I was just reading Stephen Downes’ response to Joanne Jacobs’ posting and a whole bunch of other comments on Freire’s ideas about informal and dialogical teaching and his emphasise on needs-based learning. While I am not conversant with Freire’s doctrines I was thinking of Carl Rogers’ book “Freedom to learn for the 80’s”, which seems to argue along similar lines when he says that if you don’t think it’s relevant, you won’t learn it. You may memorise it and be able to regurgitate it, but it will hardly influence the way you interpret and interact with your environment, i.e. it won’t have a meaningful impact on you.

However, figuring out the relevance of something can be a tedious process that may take time. Time you don’t invest if you are complacently learning what somebody told you to learn in ways somebody else established as ‘recommendable’. By now you may ask ‘How does this relate to a Blog about Web 2.0 learning?’. Well, it does in quite an important way: Learning technologies have ideological allegiances too, they are expressions of educational preferences, they determine whether you guide or control your learners or let them roam and take control themselves. Looking into some open source developer communities of educationally relevant software I find this issue still underrepresented, but atm I wouldn’t know how to successfully draw a larger group of educators into the design process to remedy this problem.

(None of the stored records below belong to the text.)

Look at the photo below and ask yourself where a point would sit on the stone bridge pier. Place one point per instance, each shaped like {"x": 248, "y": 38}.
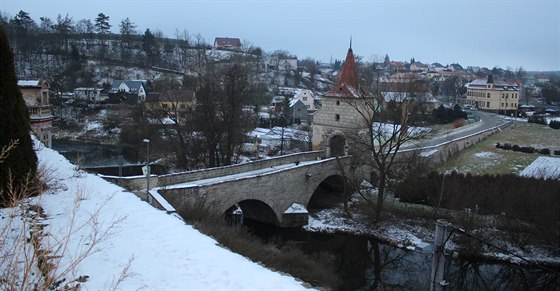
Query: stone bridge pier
{"x": 278, "y": 197}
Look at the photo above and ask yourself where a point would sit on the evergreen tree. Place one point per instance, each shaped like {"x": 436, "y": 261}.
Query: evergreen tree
{"x": 21, "y": 161}
{"x": 102, "y": 24}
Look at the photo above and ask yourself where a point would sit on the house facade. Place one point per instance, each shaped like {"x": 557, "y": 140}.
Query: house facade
{"x": 496, "y": 96}
{"x": 298, "y": 111}
{"x": 307, "y": 97}
{"x": 175, "y": 105}
{"x": 90, "y": 94}
{"x": 226, "y": 43}
{"x": 36, "y": 96}
{"x": 131, "y": 92}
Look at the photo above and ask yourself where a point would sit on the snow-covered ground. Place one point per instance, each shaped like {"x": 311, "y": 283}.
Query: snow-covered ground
{"x": 414, "y": 233}
{"x": 543, "y": 167}
{"x": 164, "y": 252}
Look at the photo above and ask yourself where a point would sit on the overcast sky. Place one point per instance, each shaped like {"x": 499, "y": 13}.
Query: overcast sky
{"x": 486, "y": 33}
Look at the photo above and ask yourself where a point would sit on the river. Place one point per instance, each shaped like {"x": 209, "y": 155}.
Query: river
{"x": 362, "y": 263}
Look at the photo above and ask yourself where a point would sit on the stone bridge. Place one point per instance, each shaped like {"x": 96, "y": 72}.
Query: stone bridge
{"x": 276, "y": 190}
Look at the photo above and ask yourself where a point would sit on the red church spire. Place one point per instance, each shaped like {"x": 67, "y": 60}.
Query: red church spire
{"x": 349, "y": 74}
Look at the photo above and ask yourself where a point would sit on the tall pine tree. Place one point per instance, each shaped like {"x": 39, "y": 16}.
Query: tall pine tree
{"x": 21, "y": 162}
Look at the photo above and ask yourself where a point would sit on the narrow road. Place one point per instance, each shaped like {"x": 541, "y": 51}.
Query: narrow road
{"x": 486, "y": 121}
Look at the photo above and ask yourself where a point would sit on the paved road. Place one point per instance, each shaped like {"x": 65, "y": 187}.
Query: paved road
{"x": 486, "y": 121}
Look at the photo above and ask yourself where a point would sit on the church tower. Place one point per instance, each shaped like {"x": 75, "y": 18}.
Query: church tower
{"x": 337, "y": 115}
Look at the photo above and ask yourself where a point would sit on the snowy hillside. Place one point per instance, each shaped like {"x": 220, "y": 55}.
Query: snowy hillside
{"x": 543, "y": 168}
{"x": 164, "y": 252}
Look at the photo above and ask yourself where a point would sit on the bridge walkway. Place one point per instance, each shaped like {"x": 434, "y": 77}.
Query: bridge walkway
{"x": 245, "y": 175}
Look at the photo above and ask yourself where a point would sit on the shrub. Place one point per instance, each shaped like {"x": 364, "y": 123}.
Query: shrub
{"x": 490, "y": 194}
{"x": 538, "y": 119}
{"x": 528, "y": 150}
{"x": 544, "y": 151}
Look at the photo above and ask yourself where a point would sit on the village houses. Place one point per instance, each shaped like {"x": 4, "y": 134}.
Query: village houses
{"x": 36, "y": 96}
{"x": 489, "y": 95}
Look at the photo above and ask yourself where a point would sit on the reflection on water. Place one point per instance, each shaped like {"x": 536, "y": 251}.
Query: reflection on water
{"x": 364, "y": 263}
{"x": 94, "y": 155}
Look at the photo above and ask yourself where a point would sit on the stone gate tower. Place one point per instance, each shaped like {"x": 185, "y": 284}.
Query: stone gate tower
{"x": 337, "y": 114}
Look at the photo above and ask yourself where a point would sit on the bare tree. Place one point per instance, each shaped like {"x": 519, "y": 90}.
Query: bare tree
{"x": 386, "y": 130}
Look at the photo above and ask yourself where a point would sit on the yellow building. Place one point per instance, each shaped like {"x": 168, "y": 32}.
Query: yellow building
{"x": 36, "y": 96}
{"x": 485, "y": 94}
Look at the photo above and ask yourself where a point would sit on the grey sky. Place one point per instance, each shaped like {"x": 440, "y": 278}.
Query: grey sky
{"x": 479, "y": 33}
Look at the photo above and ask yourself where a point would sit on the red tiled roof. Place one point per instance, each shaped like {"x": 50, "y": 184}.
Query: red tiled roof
{"x": 347, "y": 85}
{"x": 349, "y": 74}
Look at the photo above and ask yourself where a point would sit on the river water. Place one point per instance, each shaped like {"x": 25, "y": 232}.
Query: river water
{"x": 362, "y": 263}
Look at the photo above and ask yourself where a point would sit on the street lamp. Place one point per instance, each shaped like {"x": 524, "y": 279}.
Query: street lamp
{"x": 147, "y": 141}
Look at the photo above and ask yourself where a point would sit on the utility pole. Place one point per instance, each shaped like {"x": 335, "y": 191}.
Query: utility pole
{"x": 437, "y": 279}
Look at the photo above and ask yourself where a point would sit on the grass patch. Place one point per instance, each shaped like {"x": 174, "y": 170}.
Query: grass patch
{"x": 485, "y": 158}
{"x": 316, "y": 269}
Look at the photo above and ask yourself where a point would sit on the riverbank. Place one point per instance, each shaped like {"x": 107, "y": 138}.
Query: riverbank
{"x": 411, "y": 227}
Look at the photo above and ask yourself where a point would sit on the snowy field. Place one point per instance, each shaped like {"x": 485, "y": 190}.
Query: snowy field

Well, next week I need to map out a comparison of two ePortfolio tools: PebblePad and Mahara. I am planning to concentrate on three aspects (in no particular order): usability issues, integration issues and pedagogical values. Discussing the latter will certainly draw on the discussion started above, why should students use an ePortfolio? The answer is better not “Because we told them so ..”

Social networking and e-Portfolios

Hi, I have been looking forward to this – finally I made some time to get this blog started … ;)

How do we get students to engage with their e-portfolio? Or put differently, how do we even make sure that it is their e-portfolio rather than just another assessment hurdle to overcome in order to get a degree? An interesting working paper from David Tosch (University of Edinburgh) posed these questions in 2004 and I think they are still relevant questions to ask.

At the moment I am looking at ways to align social networking activities with the ideas of an e-Portfolio. More specifically I am looking at Mahara and Elgg, two tools that can be easily integrated with Moodle (our new learning platform You can have a look at the slides I used last Monday here. Of course, they are not entirely self-explanatory but they might give you an idea of what the session was all about.

Cheers, Christian

PS: I am testing these tools in a ‘localhost’ environment, XAMPP is pretty useful if you are working with Windows. You could replicate your entire VLE on a USB-drive, using XAMPP  – Happy to comment this further in another posting.